長きに渡り第一線で活躍していた名波さんですが、体のケアに注力するようになったのは、意外にもイタリアに渡ってからなのだそうです。
「イタリアに行くまでは、正直ケアに関してはルーズなタイプでした。いろいろな人からアドバイスをもらったというのもありますし、シーズンを通してクラブのスケジュールがハードだったこと、日本代表に合流するための移動が過酷になったこともあってケアに力を入れるべきだろうと思ったんです。専属のトレーナーをつけて、トレーニング後、試合後にしっかりとケアの時間を設けるようになりました」
イタリアのグラウンドはどこも粘土質。それゆえ下半身への負荷が大きかったとも言います。
「ヴェネツィアのフィジカルコーチに体重を増やせと言われて、毎日のように上半身の筋力トレーニングを課されていました。上半身が大きくなったのは筋トレの効果なんですが、下半身は筋トレをしていないのに太腿が3cm太くなったんです。これは明らかにピッチが粘土質で重たかったからだと思います」
国境を跨いだ移動が多いのもサッカー選手の特徴です。名波さんもイタリアと日本の往復、日本からアジア各国への遠征を繰り返しました。時差との戦いも過酷です。
「飛行機で10時間、12時間の移動は当たり前でしたし、時差もあります。いかに睡眠時間を確保するか、質の高い睡眠をとるかというのは、プロのサッカー選手にとってはとても重要なことだと思います」
体のコンディショニングに睡眠は大切な要素。それは、サッカー選手の試合当日のスケジュールからも窺い知ることができます。

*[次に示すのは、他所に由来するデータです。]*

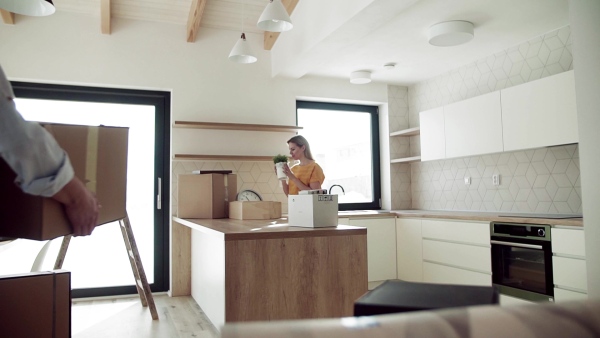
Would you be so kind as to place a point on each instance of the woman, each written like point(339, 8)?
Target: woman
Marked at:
point(307, 174)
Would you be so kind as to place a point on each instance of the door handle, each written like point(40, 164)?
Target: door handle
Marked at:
point(519, 245)
point(159, 196)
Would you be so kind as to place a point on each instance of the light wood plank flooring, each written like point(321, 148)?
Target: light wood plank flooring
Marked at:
point(126, 317)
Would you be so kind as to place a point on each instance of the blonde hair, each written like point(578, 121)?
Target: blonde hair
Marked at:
point(300, 141)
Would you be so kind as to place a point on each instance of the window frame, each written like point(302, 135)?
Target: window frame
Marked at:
point(373, 111)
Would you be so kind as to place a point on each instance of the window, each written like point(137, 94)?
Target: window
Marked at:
point(344, 140)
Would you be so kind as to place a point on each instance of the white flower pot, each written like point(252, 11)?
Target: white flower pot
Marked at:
point(280, 174)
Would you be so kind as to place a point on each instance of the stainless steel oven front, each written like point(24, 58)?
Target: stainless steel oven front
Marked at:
point(522, 260)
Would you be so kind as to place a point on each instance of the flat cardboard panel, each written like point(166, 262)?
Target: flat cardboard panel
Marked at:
point(205, 195)
point(254, 210)
point(36, 304)
point(38, 218)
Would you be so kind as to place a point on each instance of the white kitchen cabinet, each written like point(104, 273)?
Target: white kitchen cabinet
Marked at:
point(456, 252)
point(540, 113)
point(381, 246)
point(409, 250)
point(433, 141)
point(473, 126)
point(569, 269)
point(443, 274)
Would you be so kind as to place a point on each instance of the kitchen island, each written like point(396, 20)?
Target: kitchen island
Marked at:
point(248, 270)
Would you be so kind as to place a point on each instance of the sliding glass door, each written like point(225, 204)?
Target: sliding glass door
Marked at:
point(99, 263)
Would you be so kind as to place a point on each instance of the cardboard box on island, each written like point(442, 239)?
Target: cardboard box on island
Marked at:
point(205, 195)
point(98, 156)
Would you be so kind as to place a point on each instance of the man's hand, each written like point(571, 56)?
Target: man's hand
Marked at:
point(80, 205)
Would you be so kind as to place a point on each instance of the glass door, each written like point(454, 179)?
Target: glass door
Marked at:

「たとえば試合が19時キックオフだったとしましょう。午前中に練習をするかどうかは監督次第なところがあります。日本代表のトルシエ監督時代は30分程度、フォーメーションの確認やボール回しをしていましたし、イタリア時代はセットプレーの練習をしていました。練習をしない監督の場合も昼食の前に散歩の時間があります。昼食後13~15時ぐらいが昼寝の時間。前日眠れなかったりすると、特にこの時間が貴重です。僕は、朝起きるのが遅くて、昼寝をしっかりするタイプでした。遠征先では基本的に二人部屋なんですが、クラブはストレスがないように生活リズムが似ている選手同士を同部屋にすることが多いですね。昼寝を終えたら、炭水化物、果物などの軽食をとって試合会場に向かいます。イタリアにはワインが体を作る、血を作るといった伝統的な考え方があって、僕がプレーしていた頃は、軽食の際に必ず全員でワインを飲んでいました(笑)」
リズムを作り局面を打開する長短のパスや、試合を決める決定的なプレーをチームからもサポーターからも求められていた名波さん。一瞬の閃きが浮かぶかどうかは、練習の積み重ねが何よりも重要で、コンディションにも左右されるのだと言います。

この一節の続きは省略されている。